Thursday, April 21, 2011

Laughter on the R Train

I'm so deliriously tired right now that I can't even pretend I'm concerned that this revitalized blogging experiment has recently lacked a certain joie de vivre. (That's French for "good blogging.") One reason I'm not concerned is that I can make up for it in the coming days and nights, which promise to be less busy. Another reason is that I'm so tired that I could convince myself this blog, and even my material existence, is just a figment of some distant god's imagination.

Riding home on the subway tonight, around 11:15, after meeting a friend for a drink after work, I was reading Out of Sheer Rage by Dyer (see previous posts). I have about 20 pages left now. I was trying not to laugh out loud, because laughing out loud alone in public — even if you're reading, so the source of the laughter is relatively clear — is goofy, and perhaps even easily confused for psychotic. (Why I should be self-conscious about this when so many of my compatriots in this city are obviously, even flamboyantly psychotic is an issue for another time.) I was trying not to laugh during several different passages, one of which described the way everyone in London exaggerates their cold symptoms. ("If people have a cold they say they have flu; if they say they have a cold it means there's nothing wrong with them.") In another, he tried to convey the satisfaction he took and the time he saved by not caring about one of the arts. ("Not being interested in the theatre provides me with more happiness than all the things I am interested in put together.")

The 23 pages I have left could be a retelling of an episode of Mr. Belvedere in the voice of Katie Couric, and I still think the book would be among my favorites.

3 Comments:

Blogger Barbara Carlson said...

I must read that book. I love having to stifle laughs in public.

Re the Arts: a friend when you buy a concert ticket, you are paying for the -- not inconsiderable -- privilege of getting up and walking out.

3:35 PM  
Blogger JMW said...

It is a good feeling. It was a fun train ride, which isn't always the case, of course.

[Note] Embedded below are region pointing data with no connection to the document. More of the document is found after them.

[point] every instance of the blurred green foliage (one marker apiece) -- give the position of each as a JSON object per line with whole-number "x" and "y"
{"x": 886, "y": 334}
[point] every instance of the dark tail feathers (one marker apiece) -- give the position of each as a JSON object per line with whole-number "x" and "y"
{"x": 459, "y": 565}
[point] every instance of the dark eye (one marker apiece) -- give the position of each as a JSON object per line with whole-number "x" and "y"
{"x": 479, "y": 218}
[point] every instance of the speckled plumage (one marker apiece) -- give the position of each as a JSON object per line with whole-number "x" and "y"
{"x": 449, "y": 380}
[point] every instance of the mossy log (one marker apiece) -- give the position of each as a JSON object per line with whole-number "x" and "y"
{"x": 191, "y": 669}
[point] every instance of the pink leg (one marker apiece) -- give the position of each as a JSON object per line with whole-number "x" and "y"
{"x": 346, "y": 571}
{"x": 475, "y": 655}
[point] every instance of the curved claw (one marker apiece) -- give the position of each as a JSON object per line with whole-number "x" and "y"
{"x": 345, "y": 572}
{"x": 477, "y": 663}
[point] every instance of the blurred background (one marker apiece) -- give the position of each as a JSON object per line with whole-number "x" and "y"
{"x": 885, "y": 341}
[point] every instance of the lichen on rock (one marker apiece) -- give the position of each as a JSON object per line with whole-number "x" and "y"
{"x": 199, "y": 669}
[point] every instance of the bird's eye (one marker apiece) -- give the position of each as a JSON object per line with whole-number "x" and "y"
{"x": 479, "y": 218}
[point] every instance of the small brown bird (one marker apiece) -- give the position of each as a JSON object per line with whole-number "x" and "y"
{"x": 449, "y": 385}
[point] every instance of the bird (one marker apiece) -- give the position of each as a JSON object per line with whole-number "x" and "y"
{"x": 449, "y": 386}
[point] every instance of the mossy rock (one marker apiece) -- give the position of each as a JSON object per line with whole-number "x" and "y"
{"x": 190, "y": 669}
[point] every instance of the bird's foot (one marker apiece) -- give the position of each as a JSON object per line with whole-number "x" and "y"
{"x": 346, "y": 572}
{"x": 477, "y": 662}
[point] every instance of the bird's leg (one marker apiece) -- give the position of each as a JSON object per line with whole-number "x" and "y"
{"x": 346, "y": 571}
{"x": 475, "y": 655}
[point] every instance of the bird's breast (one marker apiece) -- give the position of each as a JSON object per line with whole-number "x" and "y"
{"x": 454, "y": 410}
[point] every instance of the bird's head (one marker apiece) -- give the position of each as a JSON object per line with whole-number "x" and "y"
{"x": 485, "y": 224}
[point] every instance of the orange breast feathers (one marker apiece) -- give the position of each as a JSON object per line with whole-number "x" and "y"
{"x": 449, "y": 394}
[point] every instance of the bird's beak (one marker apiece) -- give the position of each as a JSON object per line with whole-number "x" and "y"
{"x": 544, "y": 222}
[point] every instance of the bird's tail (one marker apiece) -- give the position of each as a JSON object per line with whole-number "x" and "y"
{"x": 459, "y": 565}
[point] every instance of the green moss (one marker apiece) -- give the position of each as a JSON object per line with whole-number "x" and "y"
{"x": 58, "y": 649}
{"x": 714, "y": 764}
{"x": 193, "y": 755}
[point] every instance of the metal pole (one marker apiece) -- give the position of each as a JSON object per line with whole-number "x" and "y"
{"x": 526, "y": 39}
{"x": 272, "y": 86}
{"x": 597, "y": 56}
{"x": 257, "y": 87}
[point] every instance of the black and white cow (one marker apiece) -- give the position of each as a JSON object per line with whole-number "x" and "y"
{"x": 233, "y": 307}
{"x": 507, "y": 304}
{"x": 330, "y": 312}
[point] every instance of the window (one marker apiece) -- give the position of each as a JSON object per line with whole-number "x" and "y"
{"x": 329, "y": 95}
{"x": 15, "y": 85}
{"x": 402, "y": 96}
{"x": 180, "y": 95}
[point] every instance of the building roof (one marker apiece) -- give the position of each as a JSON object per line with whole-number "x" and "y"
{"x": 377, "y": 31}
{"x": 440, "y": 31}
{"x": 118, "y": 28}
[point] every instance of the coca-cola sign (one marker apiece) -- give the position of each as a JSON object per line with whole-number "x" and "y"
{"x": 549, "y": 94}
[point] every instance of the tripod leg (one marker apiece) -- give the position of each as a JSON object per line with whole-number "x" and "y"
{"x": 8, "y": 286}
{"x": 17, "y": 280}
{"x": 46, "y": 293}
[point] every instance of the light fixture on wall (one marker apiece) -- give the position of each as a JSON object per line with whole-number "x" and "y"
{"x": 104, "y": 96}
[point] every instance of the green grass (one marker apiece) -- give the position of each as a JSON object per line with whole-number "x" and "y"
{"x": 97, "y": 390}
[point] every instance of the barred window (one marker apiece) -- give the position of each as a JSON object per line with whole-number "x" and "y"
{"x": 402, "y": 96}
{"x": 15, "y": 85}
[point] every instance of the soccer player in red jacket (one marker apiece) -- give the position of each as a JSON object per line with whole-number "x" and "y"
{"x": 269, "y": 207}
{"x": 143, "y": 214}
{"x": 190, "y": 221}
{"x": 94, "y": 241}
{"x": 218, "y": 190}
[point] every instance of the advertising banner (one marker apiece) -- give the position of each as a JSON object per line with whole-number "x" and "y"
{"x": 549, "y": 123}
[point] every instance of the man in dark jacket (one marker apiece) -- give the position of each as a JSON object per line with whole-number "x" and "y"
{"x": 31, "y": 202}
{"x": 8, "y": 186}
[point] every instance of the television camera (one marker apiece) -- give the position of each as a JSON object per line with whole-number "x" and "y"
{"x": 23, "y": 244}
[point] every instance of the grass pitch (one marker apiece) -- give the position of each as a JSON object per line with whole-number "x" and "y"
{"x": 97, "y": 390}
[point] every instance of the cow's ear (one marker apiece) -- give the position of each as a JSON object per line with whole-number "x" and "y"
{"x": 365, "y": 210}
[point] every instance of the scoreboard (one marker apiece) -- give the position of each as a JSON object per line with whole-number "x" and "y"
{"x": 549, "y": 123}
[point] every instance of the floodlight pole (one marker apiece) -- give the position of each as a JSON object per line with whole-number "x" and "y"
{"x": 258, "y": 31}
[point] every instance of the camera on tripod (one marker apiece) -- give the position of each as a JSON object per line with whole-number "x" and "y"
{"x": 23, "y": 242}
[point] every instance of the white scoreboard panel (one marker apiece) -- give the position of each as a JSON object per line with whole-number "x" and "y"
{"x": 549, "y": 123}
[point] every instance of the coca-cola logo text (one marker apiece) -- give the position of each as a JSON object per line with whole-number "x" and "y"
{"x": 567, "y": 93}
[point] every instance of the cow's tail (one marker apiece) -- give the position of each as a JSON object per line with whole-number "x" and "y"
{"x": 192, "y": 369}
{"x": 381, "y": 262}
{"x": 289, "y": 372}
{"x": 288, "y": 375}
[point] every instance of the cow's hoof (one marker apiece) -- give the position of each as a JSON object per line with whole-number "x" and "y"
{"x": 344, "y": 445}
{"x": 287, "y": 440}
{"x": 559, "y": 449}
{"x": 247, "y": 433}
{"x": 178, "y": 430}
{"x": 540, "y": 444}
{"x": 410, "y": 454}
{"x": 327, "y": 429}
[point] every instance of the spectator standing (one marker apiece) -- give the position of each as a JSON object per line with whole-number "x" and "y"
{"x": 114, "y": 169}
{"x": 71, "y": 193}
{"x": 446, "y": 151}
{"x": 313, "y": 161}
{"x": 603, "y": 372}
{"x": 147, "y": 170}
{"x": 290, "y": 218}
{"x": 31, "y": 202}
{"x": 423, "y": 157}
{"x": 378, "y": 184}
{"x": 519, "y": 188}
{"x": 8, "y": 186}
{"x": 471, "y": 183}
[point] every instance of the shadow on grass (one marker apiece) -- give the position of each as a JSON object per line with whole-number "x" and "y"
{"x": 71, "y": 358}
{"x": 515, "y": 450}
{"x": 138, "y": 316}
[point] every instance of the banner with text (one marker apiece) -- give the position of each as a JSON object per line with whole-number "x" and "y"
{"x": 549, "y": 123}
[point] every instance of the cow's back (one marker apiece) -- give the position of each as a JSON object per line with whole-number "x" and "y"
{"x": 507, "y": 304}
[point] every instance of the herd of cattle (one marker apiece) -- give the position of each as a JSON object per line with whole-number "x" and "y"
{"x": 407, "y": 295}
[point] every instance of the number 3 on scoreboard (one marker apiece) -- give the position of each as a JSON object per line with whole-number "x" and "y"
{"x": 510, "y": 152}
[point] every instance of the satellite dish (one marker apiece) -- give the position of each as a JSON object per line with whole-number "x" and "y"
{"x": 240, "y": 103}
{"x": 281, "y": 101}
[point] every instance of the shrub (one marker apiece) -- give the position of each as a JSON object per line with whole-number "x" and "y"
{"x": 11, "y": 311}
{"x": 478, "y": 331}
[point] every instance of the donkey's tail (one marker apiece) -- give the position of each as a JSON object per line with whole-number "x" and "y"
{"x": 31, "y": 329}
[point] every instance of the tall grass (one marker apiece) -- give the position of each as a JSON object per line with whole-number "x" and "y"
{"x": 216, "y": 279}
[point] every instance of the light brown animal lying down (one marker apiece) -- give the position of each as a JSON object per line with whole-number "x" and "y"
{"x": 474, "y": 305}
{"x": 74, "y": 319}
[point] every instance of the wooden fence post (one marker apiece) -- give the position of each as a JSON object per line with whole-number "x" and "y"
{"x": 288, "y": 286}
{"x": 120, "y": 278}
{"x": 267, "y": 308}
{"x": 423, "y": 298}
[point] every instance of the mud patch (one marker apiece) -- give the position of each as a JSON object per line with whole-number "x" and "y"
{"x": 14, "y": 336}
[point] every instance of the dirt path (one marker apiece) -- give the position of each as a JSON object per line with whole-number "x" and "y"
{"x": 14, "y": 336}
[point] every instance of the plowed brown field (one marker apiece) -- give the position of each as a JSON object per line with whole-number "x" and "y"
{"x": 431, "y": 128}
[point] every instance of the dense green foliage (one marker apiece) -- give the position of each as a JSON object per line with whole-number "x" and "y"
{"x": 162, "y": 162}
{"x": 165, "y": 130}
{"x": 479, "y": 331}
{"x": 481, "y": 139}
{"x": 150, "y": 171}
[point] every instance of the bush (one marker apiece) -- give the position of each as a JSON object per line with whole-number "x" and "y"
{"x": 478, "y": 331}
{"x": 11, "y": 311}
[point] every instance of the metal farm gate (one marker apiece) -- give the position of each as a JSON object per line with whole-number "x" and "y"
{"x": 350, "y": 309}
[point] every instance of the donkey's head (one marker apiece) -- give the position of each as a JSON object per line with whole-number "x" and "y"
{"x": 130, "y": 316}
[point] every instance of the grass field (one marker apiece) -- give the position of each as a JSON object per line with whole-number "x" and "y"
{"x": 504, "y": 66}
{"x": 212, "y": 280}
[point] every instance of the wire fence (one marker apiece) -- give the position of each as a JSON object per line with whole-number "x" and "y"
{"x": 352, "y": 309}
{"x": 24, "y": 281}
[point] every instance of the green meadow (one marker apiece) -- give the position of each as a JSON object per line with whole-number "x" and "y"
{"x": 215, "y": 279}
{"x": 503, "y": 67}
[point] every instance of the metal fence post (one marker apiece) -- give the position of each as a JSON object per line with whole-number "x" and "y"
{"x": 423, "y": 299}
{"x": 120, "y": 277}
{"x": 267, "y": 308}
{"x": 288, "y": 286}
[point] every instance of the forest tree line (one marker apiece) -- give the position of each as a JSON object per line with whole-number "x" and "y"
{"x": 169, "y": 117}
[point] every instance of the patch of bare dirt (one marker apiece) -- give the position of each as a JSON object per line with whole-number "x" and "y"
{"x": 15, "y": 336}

Yes about the concerts! There's another section right around those I quoted where he talks about going to a concert by a singer he's seen 11 or 12 times already, and even though he loves the singer he's frustrated by the sight lines and the crowd, etc., and it becomes this whole meditation on why we do things like see someone for a 12th time.

4:13 PM  
Blogger ANCIANT said...

I think if the last bit were read in the Katie Couric/Belvedere way it might even improve it. Right?

I'm sure you saw this, but Dyer has a piece in the new New Yorker, about land art installations in the US.

The part I remember best about Out of Sheer Rage was about how he wanted to go back to the UK to 'watch telly.' About how that was his greatest ambition.... That struck a nerve (unfortunately).